For a family looking to trade suburban living for a farm in the country, this 1980s house on a 10-acre lot in Franktown, Colorado had a lot going for it, but awkward exterior design and a cramped main level layout prevented it from living up to its potential. A two-story addition and new wrap-around porch gave the house the extra space it needed and an improved connection to the outdoors.
The first order of business was to give the house a proper front door. The existing doors facing the driveway were hidden away under a small porch, and what was probably intended to be the main entry was around the corner, halfway down the south side of the house.
Extending the house 14’ to the east gave the house a well-defined front entry adjacent to the driveway.
Inside the house, the living room was on the second floor, isolated from the kitchen and dining room. This meant it was hardly used, and a single 300 square foot room on the main level had to serve as a mud room, dining room, and living room.
The addition made room on level 1 for a proper entryway and a seating area that gave the main level a living space of its own, and made the space adjacent to the kitchen a dedicated dining area.

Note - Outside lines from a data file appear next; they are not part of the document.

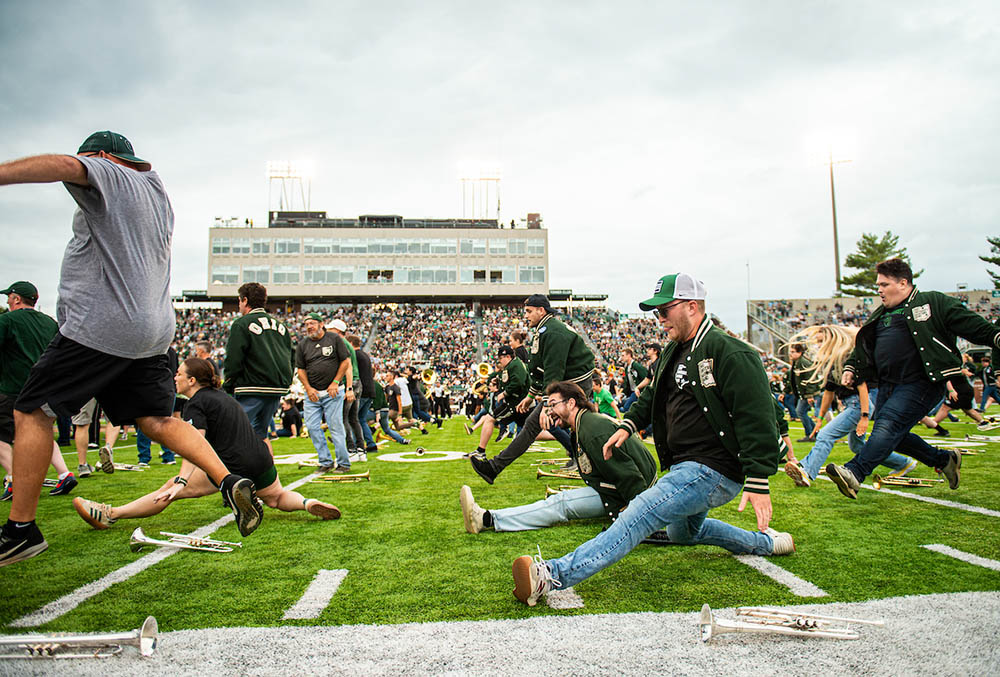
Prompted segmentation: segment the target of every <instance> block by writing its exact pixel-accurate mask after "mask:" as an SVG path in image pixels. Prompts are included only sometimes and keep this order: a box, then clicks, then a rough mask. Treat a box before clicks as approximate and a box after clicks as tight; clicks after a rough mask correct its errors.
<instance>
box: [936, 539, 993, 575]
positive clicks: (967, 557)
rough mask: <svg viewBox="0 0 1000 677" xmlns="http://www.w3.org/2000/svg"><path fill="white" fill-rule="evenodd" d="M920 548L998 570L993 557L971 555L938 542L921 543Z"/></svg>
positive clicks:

On the second level the addition made room for an additional bedroom, giving everyone in the family a space to call their own.
The existing deck that wrapped around the house had seen better days, and while it was oriented to take in the views it baked in the summer and froze in the winter, so it was torn down and replaced with a new wrap-around porch.
The porch’s roof made both the indoor and outdoor spaces more usable, providing protection from the sun and weather. A new 12’ sliding glass door allowed the dining room to open up to the porch for indoor-outdoor living on warm days and evenings, where the owners can watch the sun set over the foothills as they enjoy dinner.